I predict we’ll see a ton of robot lawnmowers this year, which is exciting. I predict that like the Yarbo and Mowrator, most lawnmowers will also start to do “more,” including collecting and dumping of leaves. What I hope to see is more stability in mid-large size models, with beefier wheels that can handle dips and hills with ease, but with a tighter turn radius that doesn't tear up your lawn. I would love to see a fleet of small robot lawnmowers, perfect for tiny lawns, and for them to be sold at tiny prices. I would not like to see more lawn printing, which allows you to mow designs into your lawn. Though it sounded exciting, it turned out to be pretty silly in practice. 

Will we finally get our personal robots this year?

Remember Ballie, from Samsung? I’d love this to be the year actual personal robots make it into the consumer market in a real way. So far, I’m unimpressed with those I’ve tried. I have an Enabot that is supposed to follow my dog around, but so far, it just runs into my washing machine over and over again. Personal robots don’t have to do it all yet, but I truly think these robots could work for emotional support and a light physical assist in housework or technological chores. But for that to happen, a brand has to (please) get a good one to market already. 

Better smart lighting throughout the entire home

Over the last year, smart home tech has deeply infiltrated the new construction and retrofit market. It’s not enough to have a smart bulb or a lamp on a smart plug, now everything from recessed lights to under cabinet lights to permanent outdoor lights are smart. I hope we continue to see growth in the retrofit market, which benefits renters. 

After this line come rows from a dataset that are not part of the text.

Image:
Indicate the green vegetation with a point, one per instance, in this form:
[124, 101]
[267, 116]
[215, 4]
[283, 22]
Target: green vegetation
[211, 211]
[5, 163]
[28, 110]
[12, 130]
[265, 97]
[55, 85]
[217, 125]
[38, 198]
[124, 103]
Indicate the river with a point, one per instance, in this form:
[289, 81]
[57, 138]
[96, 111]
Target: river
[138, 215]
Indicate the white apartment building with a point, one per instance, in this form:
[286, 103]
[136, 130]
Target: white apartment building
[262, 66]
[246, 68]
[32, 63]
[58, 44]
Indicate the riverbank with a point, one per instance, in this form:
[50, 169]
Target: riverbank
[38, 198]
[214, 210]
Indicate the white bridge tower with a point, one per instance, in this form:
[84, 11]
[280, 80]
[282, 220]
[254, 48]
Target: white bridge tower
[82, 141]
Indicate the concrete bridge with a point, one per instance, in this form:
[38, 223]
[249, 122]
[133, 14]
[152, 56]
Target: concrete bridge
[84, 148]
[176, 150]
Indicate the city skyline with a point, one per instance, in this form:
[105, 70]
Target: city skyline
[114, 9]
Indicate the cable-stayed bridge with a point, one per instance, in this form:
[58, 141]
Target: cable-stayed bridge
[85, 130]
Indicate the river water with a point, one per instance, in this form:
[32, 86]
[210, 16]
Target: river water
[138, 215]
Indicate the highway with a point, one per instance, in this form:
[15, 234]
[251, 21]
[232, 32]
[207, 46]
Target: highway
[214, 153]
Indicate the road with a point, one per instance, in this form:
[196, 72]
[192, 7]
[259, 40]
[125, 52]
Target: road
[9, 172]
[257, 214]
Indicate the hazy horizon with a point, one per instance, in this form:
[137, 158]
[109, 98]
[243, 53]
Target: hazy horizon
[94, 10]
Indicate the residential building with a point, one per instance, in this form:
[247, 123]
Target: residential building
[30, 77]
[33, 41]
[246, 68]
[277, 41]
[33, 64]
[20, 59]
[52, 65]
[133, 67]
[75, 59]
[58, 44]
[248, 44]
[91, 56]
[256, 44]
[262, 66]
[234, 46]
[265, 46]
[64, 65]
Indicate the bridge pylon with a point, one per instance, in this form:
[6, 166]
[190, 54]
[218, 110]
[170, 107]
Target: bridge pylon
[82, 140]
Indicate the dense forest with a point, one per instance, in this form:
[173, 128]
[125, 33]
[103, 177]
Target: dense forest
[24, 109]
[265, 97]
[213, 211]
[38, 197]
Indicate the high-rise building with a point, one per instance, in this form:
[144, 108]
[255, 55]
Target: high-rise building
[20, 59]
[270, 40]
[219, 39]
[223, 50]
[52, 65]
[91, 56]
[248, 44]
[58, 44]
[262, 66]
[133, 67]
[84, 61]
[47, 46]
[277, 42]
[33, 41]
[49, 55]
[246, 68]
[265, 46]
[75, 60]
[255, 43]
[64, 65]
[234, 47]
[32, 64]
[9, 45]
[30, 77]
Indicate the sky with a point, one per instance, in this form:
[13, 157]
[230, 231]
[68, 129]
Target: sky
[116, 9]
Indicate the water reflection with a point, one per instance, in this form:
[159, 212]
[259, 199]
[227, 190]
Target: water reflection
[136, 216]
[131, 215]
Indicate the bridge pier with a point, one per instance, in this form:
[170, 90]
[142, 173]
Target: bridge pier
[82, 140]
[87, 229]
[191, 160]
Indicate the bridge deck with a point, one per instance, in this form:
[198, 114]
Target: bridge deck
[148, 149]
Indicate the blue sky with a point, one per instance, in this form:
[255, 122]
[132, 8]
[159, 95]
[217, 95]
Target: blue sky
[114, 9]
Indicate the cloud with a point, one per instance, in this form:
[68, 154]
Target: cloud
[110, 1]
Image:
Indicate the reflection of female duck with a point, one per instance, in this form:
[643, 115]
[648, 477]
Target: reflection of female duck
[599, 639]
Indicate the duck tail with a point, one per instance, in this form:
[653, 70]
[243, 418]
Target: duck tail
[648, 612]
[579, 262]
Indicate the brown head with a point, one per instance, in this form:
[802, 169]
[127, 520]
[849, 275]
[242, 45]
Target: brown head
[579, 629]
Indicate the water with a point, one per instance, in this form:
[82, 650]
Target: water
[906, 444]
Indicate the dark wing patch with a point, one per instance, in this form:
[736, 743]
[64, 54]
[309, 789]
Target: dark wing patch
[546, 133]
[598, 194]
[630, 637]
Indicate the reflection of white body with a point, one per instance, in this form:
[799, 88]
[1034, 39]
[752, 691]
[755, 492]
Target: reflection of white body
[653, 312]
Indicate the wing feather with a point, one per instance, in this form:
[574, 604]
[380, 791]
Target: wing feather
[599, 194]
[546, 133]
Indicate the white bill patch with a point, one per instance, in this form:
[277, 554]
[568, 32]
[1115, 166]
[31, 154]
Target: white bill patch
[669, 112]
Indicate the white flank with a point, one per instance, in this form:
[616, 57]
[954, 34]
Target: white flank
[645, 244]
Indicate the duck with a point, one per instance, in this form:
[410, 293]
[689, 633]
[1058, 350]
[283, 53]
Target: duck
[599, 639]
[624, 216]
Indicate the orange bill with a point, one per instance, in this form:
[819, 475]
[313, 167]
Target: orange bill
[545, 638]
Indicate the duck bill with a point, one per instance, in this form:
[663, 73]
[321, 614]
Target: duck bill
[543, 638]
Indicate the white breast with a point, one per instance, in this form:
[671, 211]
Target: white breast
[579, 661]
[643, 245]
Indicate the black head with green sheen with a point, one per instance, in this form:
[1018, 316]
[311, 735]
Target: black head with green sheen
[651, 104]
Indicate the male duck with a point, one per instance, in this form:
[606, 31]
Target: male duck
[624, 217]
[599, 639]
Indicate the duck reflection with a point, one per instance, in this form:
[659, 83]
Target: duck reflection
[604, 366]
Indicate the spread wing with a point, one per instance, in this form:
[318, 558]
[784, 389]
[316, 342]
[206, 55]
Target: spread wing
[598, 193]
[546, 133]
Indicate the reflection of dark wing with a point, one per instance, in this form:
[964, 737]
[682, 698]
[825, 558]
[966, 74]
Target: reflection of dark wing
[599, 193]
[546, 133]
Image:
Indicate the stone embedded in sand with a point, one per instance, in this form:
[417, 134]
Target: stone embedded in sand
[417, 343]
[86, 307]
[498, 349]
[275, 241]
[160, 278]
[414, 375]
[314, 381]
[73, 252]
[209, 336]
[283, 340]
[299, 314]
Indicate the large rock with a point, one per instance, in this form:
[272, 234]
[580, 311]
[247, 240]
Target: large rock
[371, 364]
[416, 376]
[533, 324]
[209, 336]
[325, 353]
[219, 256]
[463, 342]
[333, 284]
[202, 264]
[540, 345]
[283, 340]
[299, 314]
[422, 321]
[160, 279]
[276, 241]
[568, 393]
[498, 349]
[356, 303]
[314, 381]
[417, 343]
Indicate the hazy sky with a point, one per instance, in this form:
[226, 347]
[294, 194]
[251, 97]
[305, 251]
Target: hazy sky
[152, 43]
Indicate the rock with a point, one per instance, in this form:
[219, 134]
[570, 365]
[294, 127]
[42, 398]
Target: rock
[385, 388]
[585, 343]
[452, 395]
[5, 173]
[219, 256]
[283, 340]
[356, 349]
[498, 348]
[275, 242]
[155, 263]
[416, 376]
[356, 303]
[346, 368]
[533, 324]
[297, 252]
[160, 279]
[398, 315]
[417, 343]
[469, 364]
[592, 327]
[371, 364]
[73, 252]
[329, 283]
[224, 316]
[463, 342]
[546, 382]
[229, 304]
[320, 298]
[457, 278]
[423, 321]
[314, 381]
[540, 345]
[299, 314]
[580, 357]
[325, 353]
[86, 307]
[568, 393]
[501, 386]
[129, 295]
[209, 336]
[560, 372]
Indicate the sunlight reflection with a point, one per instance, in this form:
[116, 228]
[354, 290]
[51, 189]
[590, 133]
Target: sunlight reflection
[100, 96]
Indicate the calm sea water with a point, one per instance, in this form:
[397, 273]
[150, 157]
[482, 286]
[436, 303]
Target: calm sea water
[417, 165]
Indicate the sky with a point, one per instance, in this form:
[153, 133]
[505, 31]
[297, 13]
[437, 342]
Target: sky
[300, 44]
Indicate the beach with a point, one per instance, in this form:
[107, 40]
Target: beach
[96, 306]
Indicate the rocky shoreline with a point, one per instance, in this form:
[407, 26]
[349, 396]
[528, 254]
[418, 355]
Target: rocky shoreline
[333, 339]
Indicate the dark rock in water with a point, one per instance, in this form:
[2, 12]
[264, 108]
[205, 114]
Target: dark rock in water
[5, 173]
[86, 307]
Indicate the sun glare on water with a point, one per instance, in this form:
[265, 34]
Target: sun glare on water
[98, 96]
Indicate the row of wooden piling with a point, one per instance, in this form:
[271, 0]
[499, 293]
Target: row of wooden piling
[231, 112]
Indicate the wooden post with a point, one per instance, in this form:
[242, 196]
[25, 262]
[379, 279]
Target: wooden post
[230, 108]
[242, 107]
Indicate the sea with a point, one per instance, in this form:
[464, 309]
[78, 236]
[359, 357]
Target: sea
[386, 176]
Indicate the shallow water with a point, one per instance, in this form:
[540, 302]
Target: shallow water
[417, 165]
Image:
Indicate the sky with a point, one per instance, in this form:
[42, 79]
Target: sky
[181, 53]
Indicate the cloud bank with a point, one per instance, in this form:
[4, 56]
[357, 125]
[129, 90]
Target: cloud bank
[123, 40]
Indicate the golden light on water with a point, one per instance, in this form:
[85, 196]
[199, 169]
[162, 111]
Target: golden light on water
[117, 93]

I’ve noticed a massive uptick in entertainment lighting in the last year—floor lamps that can change to any color, bendable foam lights that resemble neon lights, even light curtains. After falling in love with my glowing Nanoleaf lights, I’d love to see more exploration in LED smart lights for inside the home and office that look like they're for adults, not just kids. There’s really no reason any light in your home should only be able to be tuned to white anymore, and when all your lights can play together as one to engage in shifting color schemes, your whole house becomes a big light therapy factory. 

Where else can smart locks possibly go? 

Every time I think smart locks have been all figured out, something new comes out that improves things yet again. The first facial recognition locks came out this year, and then the palm print lock, and now, it looks like Eufy is going to announce a lock with palm recognition. It feels like Star Trek. 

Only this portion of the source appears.